Black Sovereign University presents:
The Three Fundamental Laws of Slavehood
In the original 2011 post, The Black Sovereign Initiative, I included my three laws of slavehood. However, I never explained the meaning behind them preferring people to come to their own conclusions or approach me directly about them. After six years, I have decided its time to create a post sharing my perspective and the story behind how these laws came about.
First, lets start with the definition of “slave”.
- a person who is the property of and wholly subject to another; a bond servant.
- a person entirely under the domination of some influence or person: a slave to a drug
origin of slave
- 1250-1300; Middle English sclave < Medieval Latin sclāvus (masculine),sclāva (feminine) slave, special use of Sclāvus Slavic, so called because Slavs were commonly enslaved in the early Middle Ages;
Next, is the definition of “robot”.
- a machine that resembles a human and does mechanical, routine tasks on command.
- a person who acts and responds in a mechanical, routine manner, usually subject to another’s will; automaton.
- any machine or mechanical device that operates automatically with human-like skill.
Origin of robot
- Czech, coined by Karel Čapek in the play R.U.R. (1920) from the base robot-, as in robota compulsory labor, robotník peasant owing such labor.
I have always been fascinated with science fiction and technology. I remember reading stories from Isaac Asimov revolving around robots. This was pretty remarkable because most of his stories were written well before even the first computer was invented. No one used the word “robot” until 1920 (the year Isaac was born). As mentioned above, a playwright, Capek wrote the play R.U.R., about an Englishman, Rossum, who manufactured artificial human beings in quantity. These were intended to do the arduous labor of the world so that real human beings could live lives of leisure and comfort.
Hmm. Sounds exactly like what a real slave is meant for. To help their Masters live in comfort and leisure.
Capek called these artificial human beings “robots,” which is a Czech word for “forced workers,” or “slaves.” In fact, the title of the play stands for “Rossum’s Universal Robots,” the name of the hero’s firm. Although, Capek’s robots were presented as gaining emotion and then, resenting their slavery, wiping out the human species… I chose to focus on the practical aspect of the idea of creating a being made to serve and please only me.
After all, every device has their dangers. The discovery of speech introduced communication —and lies. The discovery of fire introduced cooking —and arson. The discovery of the compass improved navigation —and destroyed civilizations in Mexico and Peru. The automobile is marvelously useful —and kills people by the tens of thousands each year. Medical advances have saved lives by the millions —and intensified the population explosion resulting in natural resource depletion.

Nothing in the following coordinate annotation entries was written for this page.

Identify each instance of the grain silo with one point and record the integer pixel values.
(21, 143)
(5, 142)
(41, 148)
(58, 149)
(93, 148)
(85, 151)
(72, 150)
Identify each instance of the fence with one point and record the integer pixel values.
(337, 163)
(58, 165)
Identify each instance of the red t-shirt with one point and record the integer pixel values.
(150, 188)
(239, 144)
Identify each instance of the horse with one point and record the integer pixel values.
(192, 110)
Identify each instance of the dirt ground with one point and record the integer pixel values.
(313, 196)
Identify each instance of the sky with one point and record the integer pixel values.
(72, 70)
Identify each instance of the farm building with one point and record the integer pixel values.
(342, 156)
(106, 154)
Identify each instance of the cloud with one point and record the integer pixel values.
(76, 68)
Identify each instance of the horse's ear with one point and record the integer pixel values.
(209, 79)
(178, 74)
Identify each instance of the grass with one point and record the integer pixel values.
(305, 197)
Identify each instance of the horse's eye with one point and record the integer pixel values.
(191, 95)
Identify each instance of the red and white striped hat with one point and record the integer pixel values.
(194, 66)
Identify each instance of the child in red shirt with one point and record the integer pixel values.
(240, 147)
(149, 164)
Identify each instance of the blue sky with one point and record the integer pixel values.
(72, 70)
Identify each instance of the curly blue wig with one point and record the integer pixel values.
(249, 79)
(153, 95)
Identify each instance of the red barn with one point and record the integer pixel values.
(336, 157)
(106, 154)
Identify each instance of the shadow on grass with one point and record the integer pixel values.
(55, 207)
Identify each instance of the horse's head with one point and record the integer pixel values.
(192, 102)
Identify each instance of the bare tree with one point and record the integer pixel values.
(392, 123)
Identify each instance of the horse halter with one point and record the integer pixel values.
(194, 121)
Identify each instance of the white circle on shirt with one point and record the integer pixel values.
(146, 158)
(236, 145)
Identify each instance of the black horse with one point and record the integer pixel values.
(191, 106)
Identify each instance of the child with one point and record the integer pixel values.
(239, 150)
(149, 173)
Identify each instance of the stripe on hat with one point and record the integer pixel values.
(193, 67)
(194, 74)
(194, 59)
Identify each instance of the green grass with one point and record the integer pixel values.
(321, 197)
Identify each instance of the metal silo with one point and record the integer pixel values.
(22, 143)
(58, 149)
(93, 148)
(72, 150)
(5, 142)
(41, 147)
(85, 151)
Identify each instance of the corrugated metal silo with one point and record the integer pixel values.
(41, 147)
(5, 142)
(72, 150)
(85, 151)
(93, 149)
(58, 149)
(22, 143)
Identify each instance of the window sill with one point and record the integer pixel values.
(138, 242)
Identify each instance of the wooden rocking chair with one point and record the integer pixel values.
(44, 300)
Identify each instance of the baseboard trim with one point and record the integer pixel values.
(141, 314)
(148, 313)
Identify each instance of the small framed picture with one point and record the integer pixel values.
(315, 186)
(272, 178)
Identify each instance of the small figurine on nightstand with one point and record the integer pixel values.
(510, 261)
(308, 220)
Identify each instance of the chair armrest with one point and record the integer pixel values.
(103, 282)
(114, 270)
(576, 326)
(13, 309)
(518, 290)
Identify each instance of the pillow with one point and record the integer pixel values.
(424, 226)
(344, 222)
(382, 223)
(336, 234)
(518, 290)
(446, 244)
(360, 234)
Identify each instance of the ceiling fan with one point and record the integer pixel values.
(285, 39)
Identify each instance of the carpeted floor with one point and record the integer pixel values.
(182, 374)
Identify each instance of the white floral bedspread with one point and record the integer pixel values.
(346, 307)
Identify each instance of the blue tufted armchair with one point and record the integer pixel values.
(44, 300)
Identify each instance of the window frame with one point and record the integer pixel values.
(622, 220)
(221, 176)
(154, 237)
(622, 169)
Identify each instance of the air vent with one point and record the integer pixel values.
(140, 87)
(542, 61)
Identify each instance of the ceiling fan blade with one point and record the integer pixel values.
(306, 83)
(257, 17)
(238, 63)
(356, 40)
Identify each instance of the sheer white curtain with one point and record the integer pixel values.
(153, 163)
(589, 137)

In every case, the dangers and misuses could be used to demonstrate that “there are some things humanity was not meant to know,” but surely we cannot be expected to divest ourselves of knowledge and return to the status of the Australopithecus. Even from the theological standpoint, one might argue that God would never have given human beings brains to reason with if he hadn’t intended those brains to be used to devise new things, to make wise use of them, to install safety factors to prevent unwise use — and to do the best we can within the limitations of our imperfections.
Out of this line of thinking the Laws of Robotics were born. Laws science fiction and fact still adhere to today. Laws that I felt fit perfectly within the context of BDSM. Slaves are not robots but their function is the same. A slave also strives for that level of perfection in service where their actions would eventually become second nature (automation). As you can see, the whole idea of robots does relate directly to the concept and mentality of the slave. A being created (or born) to fulfill a purpose… to serve and help make the lives of those it serves better.
The First Law
A slave may not harm a Master or through inaction allow a Master to come to harm.
This seems like common sense but some things still need to be said. A slave shall never harm its Master through verbal, physical or psychological means. A slave shall also protect its Master from others who would bring about the same kind of harm whether intentionally or unintentionally.
The Second Law
A slave must obey the orders given it by a Master except where such orders would conflict with the First Law.
A slave shall honor and obey all orders given it. When such an order would threaten its Masters well-being or safety, a slave does retain the right to refuse based on the First Law. The slave would be required to explain the reason behind its refusal so to validate the suspension of the Second Law. A slave would be wise to suggest an alternative, if at all possible to comply with the Second Law.
The Third Law
A slave must protect its own existence as long as such protection does not conflict with the First or Second Law.
Slaves are very valuable property to a Master thus is required to take steps to protect its well-being in order to continue to be of use. A slave would always defer to the First Law in any case where its Master life is threatened. Above all else, the priority and focus shall always be on the Master. This includes orders that may cause trepidation within the slave or seemingly threaten its well-being.
There will always be loopholes when it comes to the laws of Man. But as long as each party knows and adheres to their own roles, any perceived loophole would gradually become harder to find. Faith plays a major part in that.